The bilaminar germ disk differentiates itself further into a trilaminar embryo, in that the cells flow in over the primitive streak between the two already existing germinal layers and so form the third embryonic germinal layer (mesoblast/derm). This phenomenon is also termed epithelio-mesenchymal transition (gastrulation in lower vertebrates) (stade 6-7). During this period the embryo experiences profound alterations. Afterwards, one speaks of the dorsally lying ectoblast/derm (and no longer of an epiblast/derm), from intermediate mesoblast/derm, as well as from ventrally lying endoblast/derm, which replaces the hypoblast. In order to have a better overview, the developments of the third week should be divided into several phases. One must keep in mind, though, that these do not always follow each other - they can just as easily take place concurrently.
Formation of the primitive streak
Beginning with the third week ectoblast cells migrate through the primitive streak and form the mesoblast. At this stage the embryonic disk is oval -shaped and the ectoblast is bathed in amniotic fluid.
Viewed dorsally the wide end represents the rostral (front) region. The narrower end forms the caudal region. At this point, one can speak of right and left halves of the embryo if one lays a longitudinal (rostro-caudal) axis through the embryo.

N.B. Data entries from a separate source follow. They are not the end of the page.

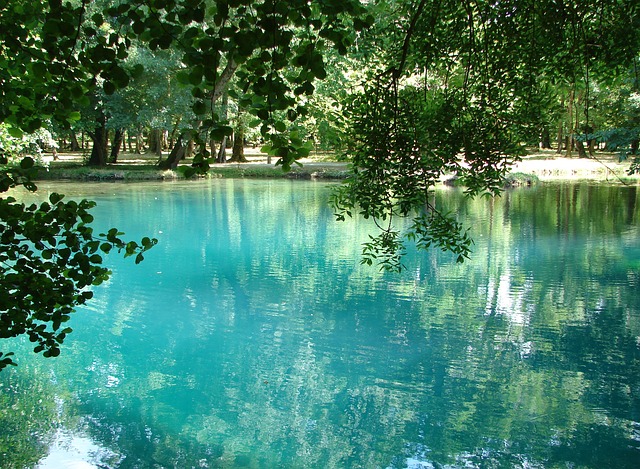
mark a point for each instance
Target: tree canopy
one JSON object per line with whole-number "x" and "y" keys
{"x": 418, "y": 89}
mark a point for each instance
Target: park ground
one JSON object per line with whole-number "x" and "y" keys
{"x": 545, "y": 165}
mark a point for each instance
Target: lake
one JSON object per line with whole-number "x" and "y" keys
{"x": 251, "y": 337}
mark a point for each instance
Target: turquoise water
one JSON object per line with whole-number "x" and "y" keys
{"x": 251, "y": 337}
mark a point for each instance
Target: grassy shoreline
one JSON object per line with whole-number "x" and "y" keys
{"x": 538, "y": 166}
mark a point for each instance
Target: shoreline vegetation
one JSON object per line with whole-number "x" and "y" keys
{"x": 537, "y": 166}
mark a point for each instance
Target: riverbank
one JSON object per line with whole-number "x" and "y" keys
{"x": 539, "y": 165}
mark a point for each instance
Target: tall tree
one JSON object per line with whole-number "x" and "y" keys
{"x": 452, "y": 89}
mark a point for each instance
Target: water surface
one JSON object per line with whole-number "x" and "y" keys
{"x": 252, "y": 337}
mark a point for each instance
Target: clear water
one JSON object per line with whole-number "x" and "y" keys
{"x": 251, "y": 337}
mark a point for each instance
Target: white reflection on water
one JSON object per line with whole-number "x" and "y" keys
{"x": 73, "y": 451}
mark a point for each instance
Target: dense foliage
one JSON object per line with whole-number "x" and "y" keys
{"x": 416, "y": 90}
{"x": 458, "y": 88}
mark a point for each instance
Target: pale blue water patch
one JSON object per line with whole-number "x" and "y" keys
{"x": 252, "y": 337}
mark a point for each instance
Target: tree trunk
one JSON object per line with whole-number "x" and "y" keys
{"x": 155, "y": 142}
{"x": 222, "y": 153}
{"x": 545, "y": 140}
{"x": 118, "y": 137}
{"x": 75, "y": 145}
{"x": 177, "y": 153}
{"x": 580, "y": 147}
{"x": 572, "y": 127}
{"x": 99, "y": 136}
{"x": 139, "y": 144}
{"x": 237, "y": 153}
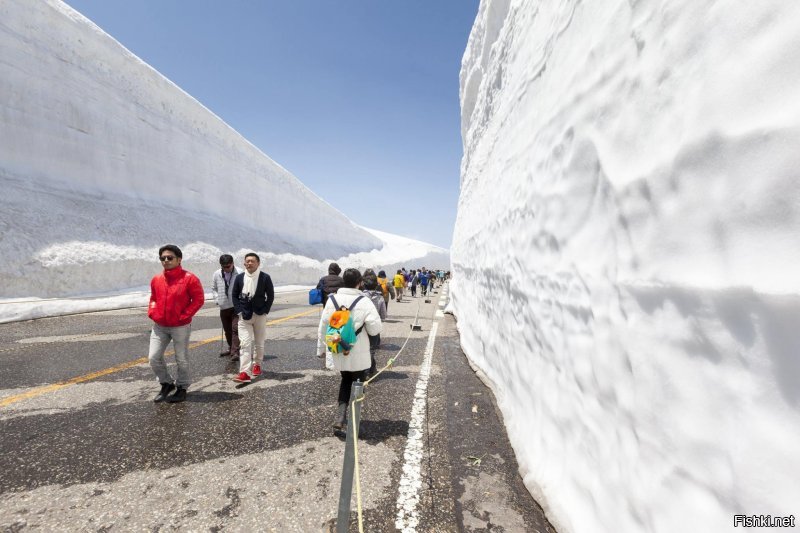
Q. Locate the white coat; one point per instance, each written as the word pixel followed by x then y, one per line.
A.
pixel 365 314
pixel 224 301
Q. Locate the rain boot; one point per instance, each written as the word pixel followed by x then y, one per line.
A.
pixel 341 416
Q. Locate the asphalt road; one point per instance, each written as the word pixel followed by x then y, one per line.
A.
pixel 84 448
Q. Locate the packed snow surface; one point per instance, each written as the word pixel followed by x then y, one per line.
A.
pixel 626 251
pixel 102 160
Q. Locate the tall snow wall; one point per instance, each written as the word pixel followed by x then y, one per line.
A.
pixel 98 151
pixel 626 250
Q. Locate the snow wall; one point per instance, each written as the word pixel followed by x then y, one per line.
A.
pixel 626 251
pixel 102 160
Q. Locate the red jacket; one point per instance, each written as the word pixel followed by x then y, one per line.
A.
pixel 175 296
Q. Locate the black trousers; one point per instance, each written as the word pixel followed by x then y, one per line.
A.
pixel 347 381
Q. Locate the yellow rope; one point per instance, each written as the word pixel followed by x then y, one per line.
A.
pixel 389 363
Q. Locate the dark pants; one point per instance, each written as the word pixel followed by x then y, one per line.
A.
pixel 374 344
pixel 347 381
pixel 230 325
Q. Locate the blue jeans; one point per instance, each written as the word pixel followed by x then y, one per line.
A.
pixel 159 340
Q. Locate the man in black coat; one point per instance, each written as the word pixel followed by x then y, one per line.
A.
pixel 253 294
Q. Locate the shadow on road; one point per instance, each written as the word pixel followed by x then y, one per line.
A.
pixel 211 397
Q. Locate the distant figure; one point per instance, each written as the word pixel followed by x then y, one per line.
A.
pixel 386 287
pixel 253 294
pixel 399 283
pixel 331 283
pixel 371 290
pixel 175 296
pixel 352 367
pixel 221 289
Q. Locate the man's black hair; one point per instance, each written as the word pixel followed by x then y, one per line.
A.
pixel 172 248
pixel 351 278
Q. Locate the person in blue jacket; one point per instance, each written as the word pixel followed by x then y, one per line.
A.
pixel 253 294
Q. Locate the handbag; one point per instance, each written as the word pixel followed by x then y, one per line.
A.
pixel 314 296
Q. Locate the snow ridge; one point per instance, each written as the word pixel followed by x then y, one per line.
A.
pixel 628 220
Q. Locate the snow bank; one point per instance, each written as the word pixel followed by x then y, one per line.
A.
pixel 628 219
pixel 102 160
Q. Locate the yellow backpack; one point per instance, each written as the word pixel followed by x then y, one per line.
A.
pixel 382 282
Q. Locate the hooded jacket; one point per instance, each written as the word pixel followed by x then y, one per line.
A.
pixel 364 313
pixel 260 303
pixel 175 296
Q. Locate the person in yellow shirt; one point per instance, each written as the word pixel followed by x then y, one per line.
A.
pixel 399 283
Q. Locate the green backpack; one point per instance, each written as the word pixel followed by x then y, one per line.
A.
pixel 341 334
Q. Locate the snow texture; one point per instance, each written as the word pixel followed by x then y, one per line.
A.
pixel 625 254
pixel 102 160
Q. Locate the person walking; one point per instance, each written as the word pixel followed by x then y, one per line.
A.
pixel 331 283
pixel 399 283
pixel 221 289
pixel 175 296
pixel 371 289
pixel 386 287
pixel 253 294
pixel 366 321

From the 17th day (stage 6) a thickening of the embryonic disk begins around the median line along the rostro-caudal axis. This median structure (primitive streak) lengthens until it occupies roughly half the embryo (stage 7). The primitive streak arises thanks to the proliferation and migration of epiblast cells in the direction of the embryonic disk's median line.
After the 19th day (stage 7), the primitive streak grows through the addition of cells at its caudal end. At the anterior end, a groove forms in the ectoblast (primitive groove). The cranial region is strengthened by the epiblast cells and so forms the primitive pit (stage 8) with the primitive node (stage 7) (Hensen's node in birds). The head of the embryo will form at the extremity of the embryonic disk near the primitive pit.